Bilmawen chez les Seksawa ou le langage paradoxal d’une chèvre, Jean-Claude Thiery
Bilmawen chez les Seksawa ou le langage paradoxal d’une chèvre, Jean-Claude Thiery
Dehors, les enfants regardent à bonne distance la maison où se font ces préparatifs. Ils sont nerveux à l’idée de les voir sortir. Bilmawen(4) (Bilmo’n en phonétique) est le nom des trois personnages revêtus des peaux de chèvre. Tout est prêt. Les Bilmawen et les cinq personnages sortent. Ils montent vers le haut du village, des personnes les accompagnent, ils entrent seuls dans le cimetière. Là, les Bilmawen se roulent sur la terre à sept reprises. Ainsi  symbolisent-ils les ancêtres sortant de leur tombe pour visiter les gens vivants de leur village. Cette mise en scène figure la force et l’esprit dont ils viennent se nourrir auprès des ancêtres. Ils démontrent aussi combien le souvenir des morts est important. Ainsi chaque année le jour d’après l’Aïd, les morts se rappellent aux vivants. Pendant que les Bilmawen exécutent ces roulades d’imprégnation, les autres personnages jouent des rythmes sur leurs tambourins.

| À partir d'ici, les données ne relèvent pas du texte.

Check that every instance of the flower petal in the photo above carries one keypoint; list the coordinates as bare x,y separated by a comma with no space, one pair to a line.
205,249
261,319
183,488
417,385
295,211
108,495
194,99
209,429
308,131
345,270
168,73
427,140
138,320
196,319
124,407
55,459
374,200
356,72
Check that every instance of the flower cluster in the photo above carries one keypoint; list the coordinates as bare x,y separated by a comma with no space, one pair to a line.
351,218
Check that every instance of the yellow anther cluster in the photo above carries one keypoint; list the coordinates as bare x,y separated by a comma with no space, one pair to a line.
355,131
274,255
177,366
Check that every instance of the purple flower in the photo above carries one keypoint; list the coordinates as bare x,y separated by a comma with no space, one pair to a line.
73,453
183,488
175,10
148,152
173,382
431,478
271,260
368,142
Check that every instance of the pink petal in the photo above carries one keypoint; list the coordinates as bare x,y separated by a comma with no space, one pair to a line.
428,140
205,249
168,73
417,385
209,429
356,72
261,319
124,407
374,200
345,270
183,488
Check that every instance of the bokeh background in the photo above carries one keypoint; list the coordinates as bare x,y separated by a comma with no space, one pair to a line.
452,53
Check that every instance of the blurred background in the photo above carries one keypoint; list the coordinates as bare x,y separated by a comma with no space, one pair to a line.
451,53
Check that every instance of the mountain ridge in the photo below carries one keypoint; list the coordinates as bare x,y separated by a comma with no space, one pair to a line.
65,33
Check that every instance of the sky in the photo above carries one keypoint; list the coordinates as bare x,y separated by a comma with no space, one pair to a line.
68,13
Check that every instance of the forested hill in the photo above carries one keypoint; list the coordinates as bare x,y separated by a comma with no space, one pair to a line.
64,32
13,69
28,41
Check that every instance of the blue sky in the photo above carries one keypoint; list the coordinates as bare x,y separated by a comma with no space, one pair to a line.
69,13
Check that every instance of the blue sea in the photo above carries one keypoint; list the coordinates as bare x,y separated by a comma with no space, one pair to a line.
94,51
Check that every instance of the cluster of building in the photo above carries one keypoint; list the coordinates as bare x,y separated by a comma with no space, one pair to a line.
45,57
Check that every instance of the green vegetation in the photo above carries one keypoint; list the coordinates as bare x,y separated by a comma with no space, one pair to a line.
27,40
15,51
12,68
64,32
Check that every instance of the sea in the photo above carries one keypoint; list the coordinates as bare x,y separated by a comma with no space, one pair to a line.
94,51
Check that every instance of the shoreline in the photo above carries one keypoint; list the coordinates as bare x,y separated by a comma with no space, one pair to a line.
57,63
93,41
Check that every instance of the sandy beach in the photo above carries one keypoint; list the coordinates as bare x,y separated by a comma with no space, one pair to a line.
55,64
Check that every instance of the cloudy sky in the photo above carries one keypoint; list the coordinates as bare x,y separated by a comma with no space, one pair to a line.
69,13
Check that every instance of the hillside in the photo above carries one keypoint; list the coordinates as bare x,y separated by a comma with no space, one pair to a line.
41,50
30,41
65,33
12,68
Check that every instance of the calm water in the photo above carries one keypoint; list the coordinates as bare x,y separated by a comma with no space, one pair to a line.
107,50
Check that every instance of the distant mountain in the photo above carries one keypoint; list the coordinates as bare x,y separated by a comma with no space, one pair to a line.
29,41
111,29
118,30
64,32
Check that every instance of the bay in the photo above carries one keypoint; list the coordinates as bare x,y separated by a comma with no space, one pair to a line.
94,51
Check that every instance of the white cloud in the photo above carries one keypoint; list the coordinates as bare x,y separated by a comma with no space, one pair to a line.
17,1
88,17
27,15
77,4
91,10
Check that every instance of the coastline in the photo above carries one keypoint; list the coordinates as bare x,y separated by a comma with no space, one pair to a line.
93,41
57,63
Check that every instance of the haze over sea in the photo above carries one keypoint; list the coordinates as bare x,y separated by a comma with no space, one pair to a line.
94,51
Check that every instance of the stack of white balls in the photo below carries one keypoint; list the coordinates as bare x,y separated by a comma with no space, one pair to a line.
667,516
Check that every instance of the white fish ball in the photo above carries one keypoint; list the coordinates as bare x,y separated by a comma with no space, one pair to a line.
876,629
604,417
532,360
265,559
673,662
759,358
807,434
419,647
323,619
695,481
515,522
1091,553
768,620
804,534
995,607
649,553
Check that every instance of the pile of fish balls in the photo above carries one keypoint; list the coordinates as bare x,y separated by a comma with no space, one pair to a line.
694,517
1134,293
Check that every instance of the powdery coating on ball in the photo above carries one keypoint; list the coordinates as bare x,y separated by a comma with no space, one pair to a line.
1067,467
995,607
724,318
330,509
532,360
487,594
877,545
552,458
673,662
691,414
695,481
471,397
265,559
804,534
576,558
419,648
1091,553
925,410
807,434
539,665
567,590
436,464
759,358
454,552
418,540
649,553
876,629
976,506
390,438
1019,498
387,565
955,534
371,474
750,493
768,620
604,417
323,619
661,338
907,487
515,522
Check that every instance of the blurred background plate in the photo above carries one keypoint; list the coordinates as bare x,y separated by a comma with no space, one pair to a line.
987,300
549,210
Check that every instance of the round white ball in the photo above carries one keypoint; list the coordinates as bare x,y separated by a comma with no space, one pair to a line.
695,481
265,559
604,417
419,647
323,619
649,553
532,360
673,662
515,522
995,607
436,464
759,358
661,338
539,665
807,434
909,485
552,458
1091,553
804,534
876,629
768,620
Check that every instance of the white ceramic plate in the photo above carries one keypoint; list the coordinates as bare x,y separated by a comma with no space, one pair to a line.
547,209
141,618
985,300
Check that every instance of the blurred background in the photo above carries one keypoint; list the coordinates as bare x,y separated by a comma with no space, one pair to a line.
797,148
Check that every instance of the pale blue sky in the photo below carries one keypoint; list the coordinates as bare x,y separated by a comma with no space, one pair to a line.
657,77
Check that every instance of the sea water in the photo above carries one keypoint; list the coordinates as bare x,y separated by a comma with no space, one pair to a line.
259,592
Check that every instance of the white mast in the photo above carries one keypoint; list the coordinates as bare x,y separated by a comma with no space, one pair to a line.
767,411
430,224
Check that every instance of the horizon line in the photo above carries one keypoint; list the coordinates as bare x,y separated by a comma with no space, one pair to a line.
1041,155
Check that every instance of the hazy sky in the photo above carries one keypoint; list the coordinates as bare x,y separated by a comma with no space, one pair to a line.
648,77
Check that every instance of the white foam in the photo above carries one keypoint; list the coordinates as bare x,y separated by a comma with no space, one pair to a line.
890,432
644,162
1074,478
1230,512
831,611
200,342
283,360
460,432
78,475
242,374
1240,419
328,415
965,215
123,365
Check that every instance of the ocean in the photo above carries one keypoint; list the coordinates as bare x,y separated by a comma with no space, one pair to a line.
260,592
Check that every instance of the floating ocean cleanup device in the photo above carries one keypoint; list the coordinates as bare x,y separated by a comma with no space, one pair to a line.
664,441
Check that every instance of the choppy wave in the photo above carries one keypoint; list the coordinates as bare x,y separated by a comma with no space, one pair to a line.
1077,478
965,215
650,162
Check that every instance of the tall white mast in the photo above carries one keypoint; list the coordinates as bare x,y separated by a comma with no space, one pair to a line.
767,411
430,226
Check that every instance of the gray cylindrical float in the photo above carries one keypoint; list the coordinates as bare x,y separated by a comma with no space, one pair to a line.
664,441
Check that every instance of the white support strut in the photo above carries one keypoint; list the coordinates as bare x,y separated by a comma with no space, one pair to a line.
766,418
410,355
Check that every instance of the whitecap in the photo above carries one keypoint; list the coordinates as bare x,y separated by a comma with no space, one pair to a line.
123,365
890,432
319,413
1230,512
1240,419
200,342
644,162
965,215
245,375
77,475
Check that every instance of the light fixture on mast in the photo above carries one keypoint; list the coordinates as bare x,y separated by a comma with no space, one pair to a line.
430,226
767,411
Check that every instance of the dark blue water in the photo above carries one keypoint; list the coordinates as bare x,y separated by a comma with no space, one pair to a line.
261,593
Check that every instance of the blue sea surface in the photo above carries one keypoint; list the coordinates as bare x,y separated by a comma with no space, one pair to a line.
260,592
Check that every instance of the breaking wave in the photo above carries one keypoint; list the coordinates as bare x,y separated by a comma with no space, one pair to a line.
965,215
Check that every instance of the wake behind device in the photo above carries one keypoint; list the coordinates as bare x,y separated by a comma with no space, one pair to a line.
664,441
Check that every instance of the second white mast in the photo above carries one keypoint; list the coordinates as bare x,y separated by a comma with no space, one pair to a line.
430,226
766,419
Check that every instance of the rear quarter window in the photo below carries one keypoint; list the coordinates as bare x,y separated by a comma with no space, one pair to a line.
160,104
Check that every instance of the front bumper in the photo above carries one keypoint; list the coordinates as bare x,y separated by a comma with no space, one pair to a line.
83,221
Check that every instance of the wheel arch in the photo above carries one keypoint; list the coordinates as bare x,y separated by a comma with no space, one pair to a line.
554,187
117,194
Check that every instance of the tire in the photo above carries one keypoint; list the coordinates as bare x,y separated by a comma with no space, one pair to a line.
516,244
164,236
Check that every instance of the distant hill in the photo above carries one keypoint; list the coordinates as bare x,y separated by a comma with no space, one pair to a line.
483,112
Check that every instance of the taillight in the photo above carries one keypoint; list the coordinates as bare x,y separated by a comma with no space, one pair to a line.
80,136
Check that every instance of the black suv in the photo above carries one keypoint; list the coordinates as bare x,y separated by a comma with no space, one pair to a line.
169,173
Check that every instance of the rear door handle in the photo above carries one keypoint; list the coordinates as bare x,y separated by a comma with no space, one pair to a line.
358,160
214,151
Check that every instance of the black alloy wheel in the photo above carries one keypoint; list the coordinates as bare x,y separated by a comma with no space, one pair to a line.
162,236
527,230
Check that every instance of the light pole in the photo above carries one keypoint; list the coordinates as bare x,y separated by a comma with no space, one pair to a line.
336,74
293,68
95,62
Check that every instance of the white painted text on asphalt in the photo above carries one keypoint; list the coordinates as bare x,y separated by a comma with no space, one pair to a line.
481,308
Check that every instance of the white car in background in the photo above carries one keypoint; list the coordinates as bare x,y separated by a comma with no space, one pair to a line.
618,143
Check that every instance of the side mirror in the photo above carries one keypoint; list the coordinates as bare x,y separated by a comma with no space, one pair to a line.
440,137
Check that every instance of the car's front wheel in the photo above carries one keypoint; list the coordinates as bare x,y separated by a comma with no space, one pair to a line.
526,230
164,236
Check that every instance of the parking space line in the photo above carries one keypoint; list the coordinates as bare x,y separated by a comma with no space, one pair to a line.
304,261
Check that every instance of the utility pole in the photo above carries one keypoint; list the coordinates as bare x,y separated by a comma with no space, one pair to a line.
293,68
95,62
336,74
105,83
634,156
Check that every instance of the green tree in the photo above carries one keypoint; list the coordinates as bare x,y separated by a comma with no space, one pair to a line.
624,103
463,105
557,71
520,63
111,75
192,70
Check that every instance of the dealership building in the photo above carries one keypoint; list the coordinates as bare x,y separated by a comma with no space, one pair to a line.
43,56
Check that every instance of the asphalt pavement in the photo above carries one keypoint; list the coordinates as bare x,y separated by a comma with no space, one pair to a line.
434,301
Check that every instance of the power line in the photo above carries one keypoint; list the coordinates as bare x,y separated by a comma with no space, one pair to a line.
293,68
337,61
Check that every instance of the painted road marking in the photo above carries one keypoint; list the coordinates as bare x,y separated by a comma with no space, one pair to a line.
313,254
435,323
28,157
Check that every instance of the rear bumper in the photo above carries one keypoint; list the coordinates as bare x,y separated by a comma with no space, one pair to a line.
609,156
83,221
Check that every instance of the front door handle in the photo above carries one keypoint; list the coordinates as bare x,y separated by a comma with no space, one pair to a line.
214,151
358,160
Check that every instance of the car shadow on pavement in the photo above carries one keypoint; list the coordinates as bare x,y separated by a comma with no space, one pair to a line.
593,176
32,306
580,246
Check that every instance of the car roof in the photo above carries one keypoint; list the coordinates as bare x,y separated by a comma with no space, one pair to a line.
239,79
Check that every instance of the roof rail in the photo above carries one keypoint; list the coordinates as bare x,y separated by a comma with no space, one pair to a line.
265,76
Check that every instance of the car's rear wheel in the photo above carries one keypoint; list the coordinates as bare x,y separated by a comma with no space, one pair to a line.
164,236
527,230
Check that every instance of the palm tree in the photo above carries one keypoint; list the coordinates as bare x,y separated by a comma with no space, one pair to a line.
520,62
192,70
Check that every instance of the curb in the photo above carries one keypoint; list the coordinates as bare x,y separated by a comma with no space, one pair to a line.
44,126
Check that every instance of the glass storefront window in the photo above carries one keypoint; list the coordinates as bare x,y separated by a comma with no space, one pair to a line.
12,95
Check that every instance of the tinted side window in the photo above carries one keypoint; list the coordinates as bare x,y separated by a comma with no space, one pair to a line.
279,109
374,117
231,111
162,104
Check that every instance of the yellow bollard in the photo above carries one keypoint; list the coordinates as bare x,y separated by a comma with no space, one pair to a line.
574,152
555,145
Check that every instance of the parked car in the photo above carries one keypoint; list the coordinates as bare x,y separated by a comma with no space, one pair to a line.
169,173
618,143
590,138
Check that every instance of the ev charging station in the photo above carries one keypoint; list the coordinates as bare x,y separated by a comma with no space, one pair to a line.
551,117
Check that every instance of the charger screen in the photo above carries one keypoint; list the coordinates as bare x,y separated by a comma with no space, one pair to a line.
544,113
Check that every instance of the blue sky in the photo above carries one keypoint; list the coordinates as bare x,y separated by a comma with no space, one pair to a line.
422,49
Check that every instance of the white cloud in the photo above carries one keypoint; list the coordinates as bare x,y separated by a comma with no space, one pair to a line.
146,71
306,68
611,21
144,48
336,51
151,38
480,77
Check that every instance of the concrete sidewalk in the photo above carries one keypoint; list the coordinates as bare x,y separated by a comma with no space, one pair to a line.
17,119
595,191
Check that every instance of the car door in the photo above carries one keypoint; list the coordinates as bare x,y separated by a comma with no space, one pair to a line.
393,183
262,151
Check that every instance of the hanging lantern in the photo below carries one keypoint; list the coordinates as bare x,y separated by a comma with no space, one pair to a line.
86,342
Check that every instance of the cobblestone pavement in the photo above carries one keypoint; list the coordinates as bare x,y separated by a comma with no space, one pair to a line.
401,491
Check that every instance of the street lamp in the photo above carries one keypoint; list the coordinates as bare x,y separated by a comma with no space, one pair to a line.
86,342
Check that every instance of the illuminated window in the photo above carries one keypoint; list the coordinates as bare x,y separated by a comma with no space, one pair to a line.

Bilmawen chez les Seksawa ou le langage paradoxal d’une chèvre, Jean-Claude Thiery
Bilmawen chez les Seksawa ou le langage paradoxal d’une chèvre, Jean-Claude Thiery
Ce rituel terminé, comme l‘éclair, les Bilmawen se lancent à toute allure vers le village. Ils sont pleins d’une énergie qu’ils n’avaient pas quelques instants plus tôt. Ils font la course aux gens qui sont dans les rues. Ils tentent de les attraper et de les frapper avec les pattes de l’animal qu’ils tiennent dans leurs mains. Adultes et enfants, hommes et femmes courent pour ne pas être frappés, beaucoup se réfugient dans les maisons dont ils ferment la porte à clef derrière eux, ou bien dans des lieux interdits aux Bilmawen, tels un petit espace proche d’une maison en retrait de la rue, la Zaouïa de Lalla Aziza et la mosquée. Lorsqu’une personne est attrapée par un ou plusieurs Bilmawen, elle est bousculée sans ménagement et frappée avec les pattes de chèvre. Pour se délivrer, elle devra donner quelques pièces de monnaie ou objets, mais cela ne se fait pas dès la capture. Après chaque don effectué, les Bilmawen et leurs compagnons récitent quelques versets courts du Coran. La personne capturée se débat quelques minutes et résiste aux Bilmawen comme pour signifier qu’elle réfute la sentence qui va lui être infligée. Le contact physique est violent, mais adouci à l’égard des personnes âgées, des femmes et de quelques personnes particulièrement respectées. Se faire frapper par Bilmawen est important car cela est perçu comme une promesse de bonheur. Ainsi certaines femmes viennent-elles au contact de Bilmawen, laissant voir sur leur visage une peur manifeste mais sachant que les coups de patte lui apporteront la chance, les protégeront ainsi que leur famille contre les mauvais coups de la vie. Les hommes âgés (de plus de 50 ans), attirant le respect et sans doute craints dans le village, ne détournent pas leur chemin devant Bilmawen, ils se laissent frapper à leur tour. En signe de respect sans doute, les Bilmawen se font même un devoir de les frapper mais je vois que les coups sur l’épaule ou dans le dos sont moins violents. Les Bilmawen pénètrent dans les maisons ouvertes, ils font preuve de ruses, certains entrent en escaladant le mur ou la terrasse, d’autres profitent de l’entrée d’une personne dans une maison pour se faufiler et aller faire la course aux habitants de la maison, traversant le patio et les autres pièces. Il règne alors dans la maison un climat de panique et de peur mais aussi le contentement d’être visité par un porte-bonheur.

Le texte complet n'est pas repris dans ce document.